As part of their anti-life agenda, which has been successful in getting abortion legalized and homosexual unions equated to marriage, lawmakers of the Democratic Party of the Revolution (PRD) have put forth a bill that would legalize euthanasia for terminally ill patients who manifest a desire to end their lives before a notary public and two witnesses.

“The issue is not about death with dignity but rather life with dignity; it’s about having a life of dignity in better conditions and not therapeutic cruelty,” Representative Juan Carlos Beltran, the main sponsor of the bill, told the AP.

Mexican Health Secretary Jose Angel Cordova said the idea behind the bill refers to “a right that all people should have, to be able to request that extraordinary means not be used to keep them alive. I think it is quite correct.”

Speaking after the presentation of a Report on Human Development in Mexico for 2006-2007, Cordova said, “The issue should be discussed with the family and the patient should be in agreement.”  “The dignity of persons” should be respected, he went on, “and their lives should not be prolonged when there is no hope.”
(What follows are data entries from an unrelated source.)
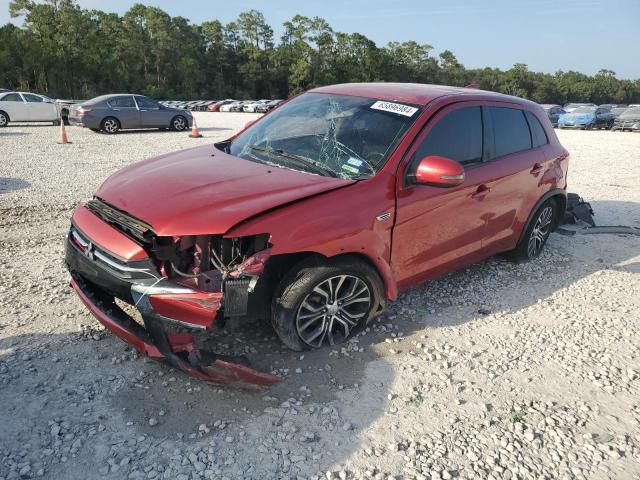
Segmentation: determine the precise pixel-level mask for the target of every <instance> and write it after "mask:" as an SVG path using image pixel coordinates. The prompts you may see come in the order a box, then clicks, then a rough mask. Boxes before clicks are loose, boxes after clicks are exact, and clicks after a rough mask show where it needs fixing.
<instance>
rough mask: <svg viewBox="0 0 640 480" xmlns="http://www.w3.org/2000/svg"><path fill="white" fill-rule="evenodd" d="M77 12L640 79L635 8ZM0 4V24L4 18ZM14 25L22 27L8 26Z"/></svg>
mask: <svg viewBox="0 0 640 480" xmlns="http://www.w3.org/2000/svg"><path fill="white" fill-rule="evenodd" d="M78 3H79V4H80V6H81V7H82V8H89V9H92V8H96V9H101V10H106V11H111V12H117V13H120V14H122V13H124V12H126V11H127V10H128V9H129V8H130V7H131V6H132V5H133V4H134V3H143V4H145V5H149V6H157V7H160V8H162V9H163V10H165V11H166V12H167V13H169V14H170V15H172V16H183V17H185V18H188V19H189V20H191V21H192V22H193V23H201V22H203V21H206V20H212V19H218V20H220V21H221V22H223V23H227V22H230V21H232V20H234V19H236V18H237V16H238V14H239V13H240V12H242V11H246V10H250V9H257V10H260V11H261V12H262V13H263V14H264V16H265V18H266V20H267V22H268V23H269V24H270V25H271V27H272V28H273V29H274V33H275V38H276V39H278V38H279V35H280V33H281V32H282V23H283V22H284V21H286V20H289V19H290V18H291V17H293V16H294V15H296V14H301V15H305V16H309V17H311V16H320V17H322V18H324V19H326V20H327V21H328V22H329V23H330V25H331V26H332V28H333V29H334V30H335V31H339V32H345V33H352V32H359V33H362V34H364V35H366V36H367V37H369V38H370V39H371V40H373V41H375V42H376V43H377V44H378V45H379V46H382V45H385V44H386V43H387V42H389V41H392V40H397V41H405V40H415V41H416V42H418V43H424V44H429V45H432V46H433V47H434V53H435V54H436V55H437V54H438V53H439V52H441V51H443V50H451V51H452V52H453V53H454V54H455V55H456V57H457V58H458V60H459V61H460V62H461V63H462V64H463V65H464V66H465V67H467V68H477V67H487V66H488V67H498V68H501V69H508V68H510V67H511V66H512V65H513V64H515V63H525V64H527V65H528V66H529V69H530V70H533V71H542V72H549V73H553V72H556V71H557V70H560V69H562V70H565V71H566V70H576V71H579V72H583V73H586V74H590V75H591V74H594V73H596V72H597V71H598V70H600V69H602V68H606V69H608V70H613V71H614V72H616V76H617V77H618V78H629V79H637V78H640V0H484V1H481V0H466V1H465V0H448V1H443V0H421V1H420V0H318V1H309V0H263V1H258V0H230V1H225V2H222V1H219V0H209V1H206V0H181V1H175V0H152V1H144V0H141V1H139V2H135V1H133V0H108V1H104V0H79V1H78ZM8 10H9V0H0V24H4V23H6V22H8V21H10V20H11V19H10V18H9V13H8ZM13 21H14V22H16V23H18V24H20V20H19V19H18V20H13Z"/></svg>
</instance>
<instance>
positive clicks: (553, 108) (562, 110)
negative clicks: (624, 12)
mask: <svg viewBox="0 0 640 480" xmlns="http://www.w3.org/2000/svg"><path fill="white" fill-rule="evenodd" d="M542 108H544V111H545V112H547V116H548V117H549V121H550V122H551V125H553V126H554V127H557V126H558V118H559V117H560V115H562V114H563V113H567V112H566V111H565V110H564V108H562V107H561V106H560V105H542Z"/></svg>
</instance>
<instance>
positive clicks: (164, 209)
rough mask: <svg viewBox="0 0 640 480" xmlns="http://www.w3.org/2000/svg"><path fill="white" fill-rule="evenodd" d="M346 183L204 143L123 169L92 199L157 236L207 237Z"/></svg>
mask: <svg viewBox="0 0 640 480" xmlns="http://www.w3.org/2000/svg"><path fill="white" fill-rule="evenodd" d="M351 183H353V181H349V180H342V179H339V178H331V177H322V176H319V175H312V174H309V173H303V172H298V171H294V170H286V169H283V168H277V167H270V166H268V165H264V164H260V163H256V162H251V161H249V160H243V159H240V158H237V157H233V156H231V155H227V154H226V153H224V152H221V151H220V150H218V149H216V148H215V147H213V146H212V145H205V146H203V147H197V148H193V149H190V150H184V151H181V152H176V153H172V154H168V155H163V156H161V157H156V158H152V159H150V160H145V161H143V162H140V163H136V164H134V165H131V166H129V167H125V168H123V169H122V170H120V171H118V172H116V173H114V174H113V175H112V176H111V177H109V178H108V179H107V181H105V182H104V184H103V185H102V186H101V187H100V189H99V190H98V192H97V193H96V196H97V197H99V198H101V199H103V200H104V201H105V202H107V203H109V204H111V205H113V206H114V207H116V208H119V209H121V210H123V211H125V212H127V213H128V214H130V215H132V216H134V217H136V218H139V219H140V220H143V221H144V222H146V223H148V224H149V225H151V226H153V229H154V231H155V232H156V233H157V234H158V235H160V236H184V235H206V234H214V233H224V232H226V231H227V230H229V229H230V228H231V227H233V226H234V225H236V224H237V223H239V222H241V221H243V220H245V219H247V218H248V217H251V216H254V215H257V214H259V213H261V212H264V211H265V210H269V209H271V208H274V207H278V206H280V205H283V204H286V203H289V202H294V201H297V200H300V199H302V198H304V197H308V196H311V195H315V194H318V193H322V192H326V191H328V190H331V189H334V188H337V187H342V186H345V185H349V184H351Z"/></svg>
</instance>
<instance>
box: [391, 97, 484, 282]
mask: <svg viewBox="0 0 640 480" xmlns="http://www.w3.org/2000/svg"><path fill="white" fill-rule="evenodd" d="M485 136H486V135H485V131H484V128H483V121H482V109H481V107H480V105H479V104H477V103H474V102H460V103H457V104H454V105H452V106H450V107H446V108H444V109H443V110H441V111H440V112H438V113H437V114H436V115H435V116H434V117H433V118H431V119H430V120H429V122H428V124H427V127H426V128H425V130H424V131H423V133H421V134H420V136H419V137H418V139H417V141H416V142H415V143H414V146H413V147H412V148H411V150H410V151H409V152H408V155H407V157H406V159H407V160H406V161H407V164H406V165H407V166H406V169H405V170H404V172H401V174H400V175H401V176H402V177H404V176H405V174H406V173H410V172H411V169H412V168H415V165H416V163H417V162H419V161H420V160H421V159H422V158H424V157H426V156H429V155H438V156H441V157H446V158H449V159H451V160H456V161H458V162H460V163H462V164H463V165H464V167H465V181H464V183H463V184H462V185H460V186H458V187H453V188H439V187H432V186H427V185H413V186H406V185H400V186H399V189H398V195H397V213H396V224H395V227H394V230H393V244H392V252H391V266H392V269H393V272H394V275H395V277H396V279H397V281H398V284H399V287H400V288H401V289H402V288H405V287H406V286H409V285H412V284H413V283H415V282H418V281H421V280H425V279H427V278H432V277H436V276H439V275H441V274H443V273H446V272H447V271H450V270H453V269H455V268H457V267H459V266H462V265H465V264H468V263H472V262H474V261H476V260H477V259H479V258H481V257H482V256H483V255H482V238H483V236H484V234H485V225H486V218H487V215H488V214H490V213H491V212H489V211H488V209H487V204H488V203H487V198H489V197H490V195H491V191H490V190H489V188H488V187H487V184H488V183H489V182H490V181H491V180H492V175H491V170H490V168H489V166H488V165H486V164H485V163H484V161H483V160H484V157H485V154H484V144H485ZM401 170H402V169H401ZM400 181H403V180H400Z"/></svg>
He suggested an ethics committee be established in each hospital to discuss possible cases, “as we must be very cautious in order to ensure that there is in fact no chance of recovery, since medicine is not an exact science.”

Cordova explained that the new norms would allow “the patient to decide whether or not to allow extraordinary means to remain alive, without the need of consulting his family members, and therefore the process will be simpler.”

The law would require that the patient be in the terminal phase of his illness, that he has been diagnosed with a maximum of six months to live and that he, or his family if he is incapacitated, has given his consent.”

Representative Beltran said the bill would be sent to the Legislative Assembly of Mexico City this week for review in committee, before finally being sent to the main body during the next session in September.